Final report on a study conducted by Fraunhofer ISI and Forschungsgesellschaft für Energiewirtschaft
: Klobasa, Marian; Angerer, Gerhard; Lüllmann, Arne; Schleich, Joachim; Buber, Tim; Gruber, Anna; Hünecke, Marie; Roon, Serafin von

Fulltext urn:nbn:de:0011-n-2977822 (12 MByte PDF)
MD5 Fingerprint: 8fa6a977ab06b3476cece2956f842c0d
Created on: 22.7.2014

Berlin: Agora Energiewende, 2014, 112 pp.
Study, Electronic Publication
Fraunhofer ISI ()

This study stems from the question of what part can be played by electricity consumer load management in guaranteeing security of supply in southern Germany. The aim of the study is to as accurately as possible determine the realizable potential of a region already affected by network shortages and reduced generation capacities. The focus was therefore placed on the potential that can be implemented at short notice - potential that can be expected in particular in relation to industrial applications and to applications that can already be activated today, such as heat pumps.
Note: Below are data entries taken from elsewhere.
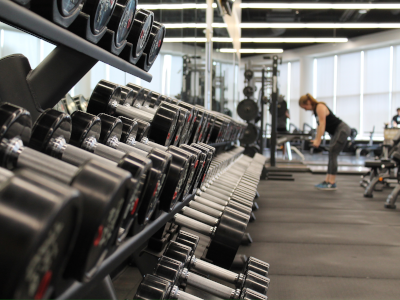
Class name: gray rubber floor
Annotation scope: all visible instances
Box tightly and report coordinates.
[239,173,400,300]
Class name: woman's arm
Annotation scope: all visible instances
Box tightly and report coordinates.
[313,105,329,148]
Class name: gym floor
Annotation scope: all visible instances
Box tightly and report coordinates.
[245,173,400,300]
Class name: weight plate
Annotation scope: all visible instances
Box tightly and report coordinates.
[0,170,82,299]
[137,22,165,72]
[240,123,259,145]
[243,86,254,97]
[82,0,117,35]
[58,0,82,17]
[127,9,154,57]
[236,99,258,121]
[244,69,254,80]
[114,0,137,47]
[133,119,150,141]
[119,117,139,144]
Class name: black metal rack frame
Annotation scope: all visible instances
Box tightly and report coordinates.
[0,1,152,120]
[57,194,195,299]
[0,4,242,299]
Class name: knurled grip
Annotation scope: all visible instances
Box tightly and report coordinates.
[182,207,218,226]
[189,201,222,218]
[190,257,239,284]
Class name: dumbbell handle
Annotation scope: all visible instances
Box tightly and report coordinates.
[115,104,154,123]
[174,214,216,236]
[188,201,224,218]
[168,285,202,300]
[182,207,219,226]
[181,269,240,299]
[189,256,244,284]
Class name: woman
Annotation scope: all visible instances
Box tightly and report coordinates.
[299,94,351,190]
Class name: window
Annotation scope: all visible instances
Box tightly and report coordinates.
[314,56,335,111]
[362,47,390,136]
[336,52,361,133]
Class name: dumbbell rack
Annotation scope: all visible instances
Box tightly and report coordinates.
[57,191,195,299]
[0,1,152,120]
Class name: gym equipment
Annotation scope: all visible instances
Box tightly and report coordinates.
[154,255,266,299]
[70,111,171,225]
[243,85,254,97]
[236,99,259,121]
[72,95,87,111]
[0,103,132,281]
[29,109,152,243]
[0,168,82,299]
[244,69,254,80]
[98,0,137,55]
[120,9,154,64]
[173,205,248,268]
[87,80,178,146]
[29,0,82,28]
[134,274,201,300]
[240,123,260,145]
[167,230,270,294]
[136,21,166,72]
[82,0,117,35]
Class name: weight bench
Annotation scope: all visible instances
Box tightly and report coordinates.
[364,160,400,198]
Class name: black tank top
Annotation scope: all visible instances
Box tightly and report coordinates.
[314,103,342,135]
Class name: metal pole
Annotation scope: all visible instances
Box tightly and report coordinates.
[270,55,278,167]
[204,0,214,109]
[259,68,265,154]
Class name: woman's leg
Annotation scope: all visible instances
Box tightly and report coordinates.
[326,122,351,184]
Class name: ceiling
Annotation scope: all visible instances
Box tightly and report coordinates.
[140,0,400,56]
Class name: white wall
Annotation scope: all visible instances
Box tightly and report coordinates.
[242,30,400,137]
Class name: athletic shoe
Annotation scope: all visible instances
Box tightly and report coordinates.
[314,181,337,191]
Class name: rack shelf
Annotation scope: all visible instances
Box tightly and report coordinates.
[0,1,152,82]
[57,192,195,299]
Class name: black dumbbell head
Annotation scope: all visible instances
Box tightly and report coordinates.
[163,241,192,264]
[133,274,172,300]
[119,117,139,143]
[127,9,154,57]
[0,170,82,299]
[154,256,184,284]
[0,103,32,144]
[242,271,270,295]
[70,110,101,147]
[175,230,200,254]
[98,114,123,144]
[29,108,72,154]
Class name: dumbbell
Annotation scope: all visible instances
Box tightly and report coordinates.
[98,114,197,207]
[119,83,191,146]
[29,109,152,243]
[70,111,172,225]
[173,205,248,268]
[163,236,270,295]
[120,9,154,64]
[134,274,201,300]
[136,21,166,72]
[0,168,82,299]
[177,230,269,276]
[153,255,267,299]
[101,80,189,145]
[0,103,132,280]
[87,80,178,146]
[98,0,137,55]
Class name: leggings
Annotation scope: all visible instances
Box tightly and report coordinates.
[328,122,351,175]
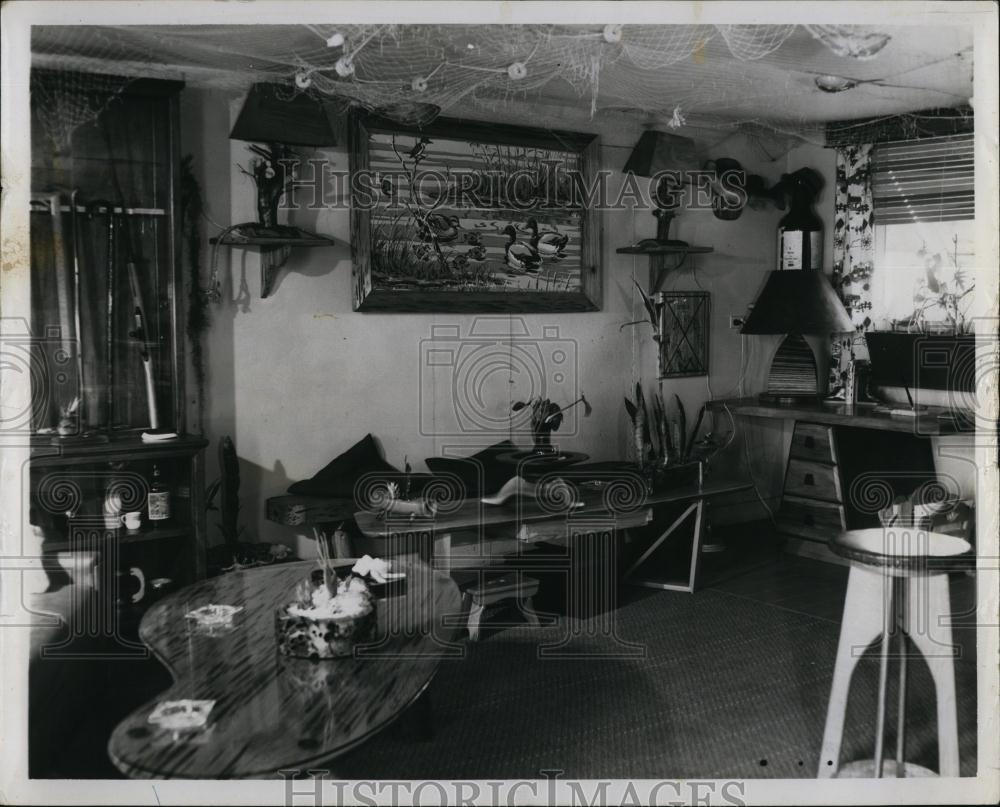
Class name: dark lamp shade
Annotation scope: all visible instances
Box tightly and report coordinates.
[740,269,854,336]
[229,84,337,146]
[622,131,699,177]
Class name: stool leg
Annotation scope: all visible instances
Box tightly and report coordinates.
[875,575,896,779]
[817,566,891,779]
[469,600,486,642]
[907,574,959,776]
[896,577,910,779]
[521,597,541,628]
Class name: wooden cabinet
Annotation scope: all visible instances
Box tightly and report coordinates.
[30,71,187,435]
[29,437,207,585]
[776,421,936,560]
[24,71,206,583]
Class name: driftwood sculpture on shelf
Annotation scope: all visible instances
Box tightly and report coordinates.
[510,393,593,454]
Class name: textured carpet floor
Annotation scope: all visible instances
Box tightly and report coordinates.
[334,589,976,779]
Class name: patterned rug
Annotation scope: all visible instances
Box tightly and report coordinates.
[334,589,976,779]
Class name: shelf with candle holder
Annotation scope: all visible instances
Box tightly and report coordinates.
[615,130,713,296]
[210,84,337,298]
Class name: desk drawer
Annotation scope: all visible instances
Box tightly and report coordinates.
[785,457,843,502]
[777,495,847,541]
[788,423,837,464]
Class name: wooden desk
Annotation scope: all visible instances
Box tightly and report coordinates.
[108,560,461,779]
[708,398,971,437]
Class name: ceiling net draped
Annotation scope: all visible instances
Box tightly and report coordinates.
[32,25,971,145]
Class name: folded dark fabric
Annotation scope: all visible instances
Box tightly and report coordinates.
[424,440,517,498]
[288,434,403,499]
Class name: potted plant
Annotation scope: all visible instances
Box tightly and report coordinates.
[895,235,976,336]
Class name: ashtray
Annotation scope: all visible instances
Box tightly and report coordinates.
[184,604,243,630]
[146,698,215,732]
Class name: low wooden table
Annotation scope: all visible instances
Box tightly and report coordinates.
[354,480,751,592]
[108,560,461,779]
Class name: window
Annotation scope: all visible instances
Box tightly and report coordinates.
[870,134,975,330]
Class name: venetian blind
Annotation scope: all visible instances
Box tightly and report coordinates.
[872,133,975,224]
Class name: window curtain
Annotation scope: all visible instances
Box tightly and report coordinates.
[829,143,875,392]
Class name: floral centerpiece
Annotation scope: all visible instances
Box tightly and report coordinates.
[275,540,377,659]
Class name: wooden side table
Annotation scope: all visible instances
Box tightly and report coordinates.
[818,526,972,779]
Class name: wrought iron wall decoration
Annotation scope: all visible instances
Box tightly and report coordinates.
[350,111,601,312]
[657,291,711,378]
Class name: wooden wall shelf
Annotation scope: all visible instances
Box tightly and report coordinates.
[209,225,337,299]
[615,245,714,297]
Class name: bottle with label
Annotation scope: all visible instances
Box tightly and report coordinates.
[146,465,170,526]
[778,168,823,270]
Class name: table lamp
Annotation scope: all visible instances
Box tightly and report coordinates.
[622,130,698,247]
[229,84,337,228]
[740,269,854,403]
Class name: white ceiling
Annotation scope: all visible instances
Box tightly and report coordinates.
[32,25,973,128]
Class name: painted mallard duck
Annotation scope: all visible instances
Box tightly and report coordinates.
[503,224,541,273]
[421,213,462,244]
[524,219,569,258]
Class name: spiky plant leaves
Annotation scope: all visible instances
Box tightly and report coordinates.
[674,393,687,464]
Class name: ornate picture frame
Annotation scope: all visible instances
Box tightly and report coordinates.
[349,110,602,313]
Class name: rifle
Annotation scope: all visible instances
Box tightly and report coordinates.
[102,121,160,431]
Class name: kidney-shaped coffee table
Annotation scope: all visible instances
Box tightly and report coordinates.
[108,560,461,779]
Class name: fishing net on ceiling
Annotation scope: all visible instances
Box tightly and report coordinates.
[32,24,916,143]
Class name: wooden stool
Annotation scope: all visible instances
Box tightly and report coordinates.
[818,526,972,778]
[465,574,539,642]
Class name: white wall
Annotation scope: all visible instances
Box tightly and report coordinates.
[182,89,786,554]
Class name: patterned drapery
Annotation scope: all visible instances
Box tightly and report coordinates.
[829,143,875,392]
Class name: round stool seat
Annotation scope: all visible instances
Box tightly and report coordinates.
[830,527,972,573]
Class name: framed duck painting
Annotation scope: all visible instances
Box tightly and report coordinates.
[349,110,601,312]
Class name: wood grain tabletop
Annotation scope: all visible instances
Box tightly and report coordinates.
[108,560,461,779]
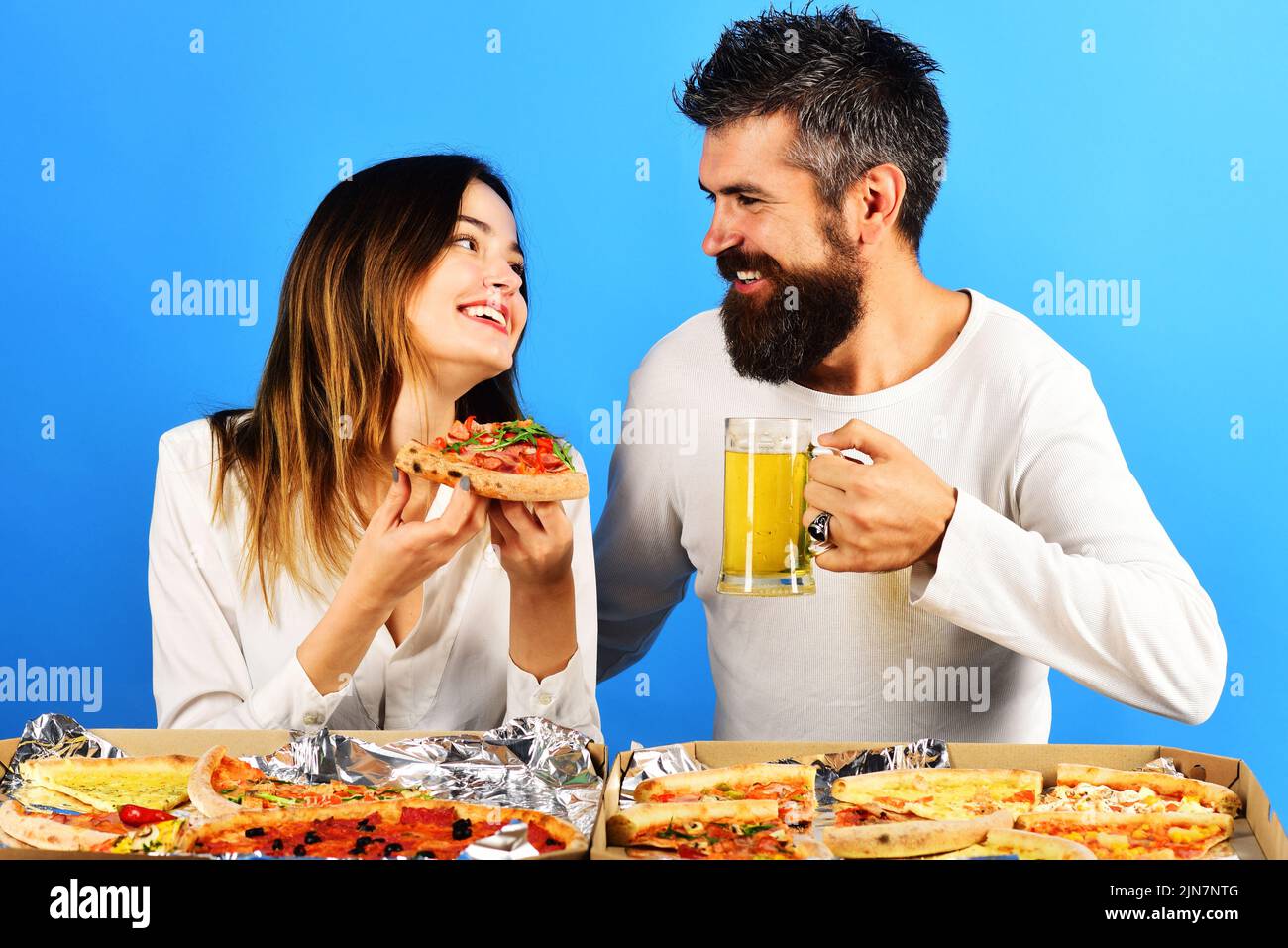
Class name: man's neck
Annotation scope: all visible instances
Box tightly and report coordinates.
[795,266,971,395]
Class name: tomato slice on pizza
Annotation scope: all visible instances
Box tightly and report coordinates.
[188,746,428,816]
[394,415,590,501]
[179,799,587,859]
[635,764,818,825]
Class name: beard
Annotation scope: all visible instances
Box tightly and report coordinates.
[716,228,863,385]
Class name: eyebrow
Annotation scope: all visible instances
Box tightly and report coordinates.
[456,214,523,254]
[698,179,769,197]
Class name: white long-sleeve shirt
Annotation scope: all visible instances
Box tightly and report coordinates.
[149,419,602,741]
[595,290,1225,742]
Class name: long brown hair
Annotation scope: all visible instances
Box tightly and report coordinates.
[200,155,528,617]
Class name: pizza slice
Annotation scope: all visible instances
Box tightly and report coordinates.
[606,799,827,859]
[394,415,590,501]
[179,798,587,859]
[1017,812,1234,859]
[926,829,1096,859]
[188,746,429,816]
[823,810,1015,859]
[18,754,197,812]
[635,764,818,825]
[1033,764,1243,816]
[0,799,183,853]
[832,768,1042,825]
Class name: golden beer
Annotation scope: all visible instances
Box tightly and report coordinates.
[716,419,814,596]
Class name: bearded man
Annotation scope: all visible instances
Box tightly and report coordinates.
[595,8,1227,742]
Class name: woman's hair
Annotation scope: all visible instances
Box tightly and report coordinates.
[200,155,528,616]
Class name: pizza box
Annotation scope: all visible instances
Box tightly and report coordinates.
[0,728,608,859]
[590,741,1288,859]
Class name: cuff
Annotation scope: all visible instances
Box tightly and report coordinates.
[909,488,973,612]
[248,653,352,730]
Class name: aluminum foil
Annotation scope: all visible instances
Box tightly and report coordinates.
[0,713,602,859]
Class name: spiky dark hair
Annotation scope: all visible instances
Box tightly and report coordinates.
[673,4,948,250]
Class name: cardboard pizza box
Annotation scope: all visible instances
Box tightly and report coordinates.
[590,741,1288,859]
[0,728,608,859]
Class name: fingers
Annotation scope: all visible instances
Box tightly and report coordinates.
[497,500,542,541]
[818,419,903,461]
[802,472,845,519]
[368,468,411,529]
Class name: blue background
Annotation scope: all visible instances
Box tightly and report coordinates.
[0,0,1288,799]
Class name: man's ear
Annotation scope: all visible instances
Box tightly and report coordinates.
[845,164,909,244]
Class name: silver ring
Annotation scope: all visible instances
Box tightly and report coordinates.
[808,510,832,544]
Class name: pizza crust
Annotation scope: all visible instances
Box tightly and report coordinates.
[606,799,778,846]
[177,798,587,853]
[926,829,1096,859]
[188,745,242,818]
[1056,764,1243,816]
[394,441,590,503]
[20,754,197,812]
[0,799,121,853]
[823,810,1014,859]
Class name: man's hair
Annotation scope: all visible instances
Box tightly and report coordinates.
[673,4,948,250]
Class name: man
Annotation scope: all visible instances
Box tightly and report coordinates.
[596,8,1225,742]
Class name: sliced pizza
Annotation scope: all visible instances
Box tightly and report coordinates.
[0,799,183,853]
[926,829,1096,859]
[394,415,590,502]
[18,754,197,812]
[179,798,587,859]
[1033,764,1243,816]
[832,768,1042,825]
[635,764,818,825]
[823,809,1014,859]
[606,799,828,859]
[1017,812,1234,859]
[188,746,429,816]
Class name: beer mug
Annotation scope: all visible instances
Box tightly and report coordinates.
[716,419,814,596]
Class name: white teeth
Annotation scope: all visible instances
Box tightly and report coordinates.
[460,306,505,326]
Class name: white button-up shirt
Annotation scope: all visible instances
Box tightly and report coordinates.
[149,419,602,741]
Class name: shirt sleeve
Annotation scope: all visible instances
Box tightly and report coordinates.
[149,438,349,730]
[595,360,693,682]
[505,451,604,743]
[909,366,1227,724]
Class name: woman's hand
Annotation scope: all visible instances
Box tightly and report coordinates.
[488,500,572,587]
[340,471,488,614]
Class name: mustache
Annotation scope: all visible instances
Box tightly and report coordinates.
[716,248,782,283]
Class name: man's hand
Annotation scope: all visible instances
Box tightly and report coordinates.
[802,419,957,574]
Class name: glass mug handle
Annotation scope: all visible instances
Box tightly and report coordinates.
[808,439,872,557]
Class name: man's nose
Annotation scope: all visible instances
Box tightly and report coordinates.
[702,211,742,257]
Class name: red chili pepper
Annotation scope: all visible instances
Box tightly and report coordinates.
[116,803,174,825]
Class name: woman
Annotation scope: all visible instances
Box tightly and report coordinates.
[149,155,601,739]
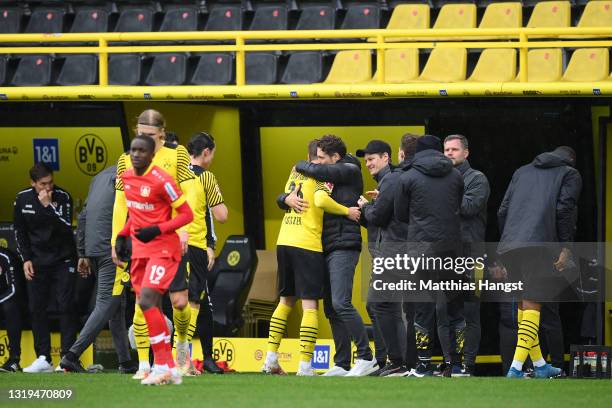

For the purposes of the study, interviews were conducted with companies, energy utilities, and service providers, and an online survey was conducted among approximately 300 companies. Data collection and the calculation of potential were based on the evaluation of existing studies and statistics, and on data from 40 company visits.
In total in southern Germany, there is realizable potential of approximately one gigawatt (GW) that can be made available for a period of one hour. Just under half of this potential can be made available by applications and processes in the energy-intensive industries. This potential is already used for the purposes of optimized electricity procurement and therefore reduces the system-wide peak load. It is also available as additional potential in the balancing energy market and as redispatch potential. The other half of the potential is made available by industrial cross-section technologies. This potential can likewise contribute to a reduction in the peak load and also to the balancing energy market and redispatch. Activatable applications such as heat pumps and electric storage heaters can play a part in security of supply by contributing to the balancing energy market and/or redispatch. However, as is the case with the energy-intensive processes, their contribution to a reduction in the peak load is very limited, because these applications tend not to be connected at peak load times.
There are currently not the appropriate programs and parameters in place for more intensive use of this identified potential. The lion's share of the identified loads therefore do not meet the requirements of Germany's Interruptible Loads Ordinance (AbLaV). For loads to be able to contribute to security of supply, the minimum load requirements, advance notice times, etc. need to take the characteristics of loads into account accordingly. Flexible electricity consumers can then be an affordable alternative to conventional generation capacity.